Richard BRANSON (Founder of The Virgin Group):  In times of recession there are massive opportunities and fortunes to be made, so for new up and coming entrepreneurs, this is the time to go and start a business.

Gordon BROWN (British Prime Minister): The policy of doing nothing will allow this crisis to start a retreat from globalisation with huge implications for prosperity in every part of the world in the years to come.

David CAMERON (British Conservative Party Leader): It's time to place the market within a moral framework - even if that means standing up to companies who make life harder for parents and families.

David CAMERON (British Conservative Party Leader): The best chapters in our economic history are those that embrace the many, not the few.

Richard EDELMAN (CEO of Edelman): Business really has to work its way back. It has to re-earn the trust of its broad sets of constituents.

Richard EDELMAN (CEO of Edelman): I think we have moved from a shareholder society to a stakeholder society, and that has massive implications.

Bill GATES (Founder of Microsoft): Philanthropy is fun and fulfilling.

Bill GATES (Founder of Microsoft): The poor can't wait. Philanthropists needed to carry on being generous.

Rick GOINGS (CEO of Tupperware Brands Corp): The last thing to cut is your talent.

Stephen GREEN (chairman of HSBC): There are no magic wands and even crystal balls are in short supply.

Stephen GREEN (chairman of HSBC): Banks have clearly done things wrong. Some of the practices did not contribute, by any reasonable standards, to human welfare

Al GORE (Former US Vice-President) on finding a successor to the Kyoto Protocol at a Copenhagen climate summit in December: The new administration is very serious about this. We need an agreement this year, not next year or some other time.

Alex HEIDEGER (Member of the Davos Green Party): It's the same people who came last year and said the world economic situation is fine, and now we're in a financial crisis. Now it's the taxpayer who has to solve the whole problem.

Wen JIABAO (Chinese Premier) on the causes of the financial crisis: Inappropriate macro economic policies in some economies, characterised by [a] low savings rate and high consumption [and] failure of financial supervision and regulation to keep up with innovation which allowed financial derivatives to spread.

Vaclav KLAUS (Czech President whose country holds the EU Presidency): I don't think there is any global warming. I don't see the statistical data for that.

Christine LAGARDE (French Finance Minister): Social unrest and protectionism are the two major risks of the world economic crisis.

Doris LEUTHARD (Swiss Economy Minister): The opening up of markets is the best [thing] we can do to fight the crisis.

Hans-Rudolf MERZ (Swiss President): The notion of more of the same, must be replaced with more of something better.

Rupert MURDOCH (Chairman of News Corporation): Don't let's lose sight of what creates wealth. It is open markets, it is capitalism.

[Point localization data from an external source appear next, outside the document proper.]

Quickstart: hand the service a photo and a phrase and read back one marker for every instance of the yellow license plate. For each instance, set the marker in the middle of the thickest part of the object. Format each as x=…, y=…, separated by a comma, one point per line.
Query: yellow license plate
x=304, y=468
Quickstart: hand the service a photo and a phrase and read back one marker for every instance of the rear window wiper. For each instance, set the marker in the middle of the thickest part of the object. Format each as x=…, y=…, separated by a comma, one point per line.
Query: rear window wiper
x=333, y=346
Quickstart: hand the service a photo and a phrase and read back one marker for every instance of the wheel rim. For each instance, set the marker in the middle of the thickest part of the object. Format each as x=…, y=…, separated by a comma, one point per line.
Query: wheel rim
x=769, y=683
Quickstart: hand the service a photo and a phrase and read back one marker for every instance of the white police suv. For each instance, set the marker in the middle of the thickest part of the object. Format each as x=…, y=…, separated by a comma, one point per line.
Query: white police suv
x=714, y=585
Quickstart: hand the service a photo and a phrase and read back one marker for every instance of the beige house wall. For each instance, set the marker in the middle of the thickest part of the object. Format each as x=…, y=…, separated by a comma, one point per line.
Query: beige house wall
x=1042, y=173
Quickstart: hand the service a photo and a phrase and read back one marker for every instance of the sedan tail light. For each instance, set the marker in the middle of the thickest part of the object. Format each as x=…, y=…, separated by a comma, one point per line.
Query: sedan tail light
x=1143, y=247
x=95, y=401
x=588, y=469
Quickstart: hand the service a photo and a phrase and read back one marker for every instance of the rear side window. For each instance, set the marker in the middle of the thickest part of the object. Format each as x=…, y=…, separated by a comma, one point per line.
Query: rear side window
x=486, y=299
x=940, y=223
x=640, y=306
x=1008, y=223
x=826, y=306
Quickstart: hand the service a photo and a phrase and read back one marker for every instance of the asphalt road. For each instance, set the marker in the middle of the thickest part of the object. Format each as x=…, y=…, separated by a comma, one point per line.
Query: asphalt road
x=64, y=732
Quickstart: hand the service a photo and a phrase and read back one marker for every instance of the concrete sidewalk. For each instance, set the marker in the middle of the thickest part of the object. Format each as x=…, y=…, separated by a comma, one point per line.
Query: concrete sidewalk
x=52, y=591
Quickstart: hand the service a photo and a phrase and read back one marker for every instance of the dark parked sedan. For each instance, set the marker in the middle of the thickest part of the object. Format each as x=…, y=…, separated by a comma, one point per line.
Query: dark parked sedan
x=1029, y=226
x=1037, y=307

Raila ODINGA (Kenyan Prime Minister) on Mugabe’s regime in Zimbabwe: When over 3,000 people have already died of cholera, I think it is a tragedy that Africa cannot speak with one voice against this one regime.

Alessandro PROFUMO: (CEO of Unicredit): There is a real willingness to understand where we made mistakes and what we have to change in the future in order to improve our reputation on the one side, and the credibility of the whole industry on the other.

Kenneth ROGOFF (Harvard professor and former chief economist of the International Monetary Fund): Worrying about inflation now is like worrying about the measles when you might get the plague.

Nouriel ROUBINI (Economist who predicted the credit crunch): Capitalism is the worst system except for all those others that have been tried. (variation on a Churchill quote)

Desmond TUTU (South African Archbishop): We worshipped in the temple of cutthroat competition, and so some cooked the books, because the treasure is so great.

Desmond TUTU (South African Archbishop): We spend billions on banks when we know that a fraction of this money could save all the children in the world.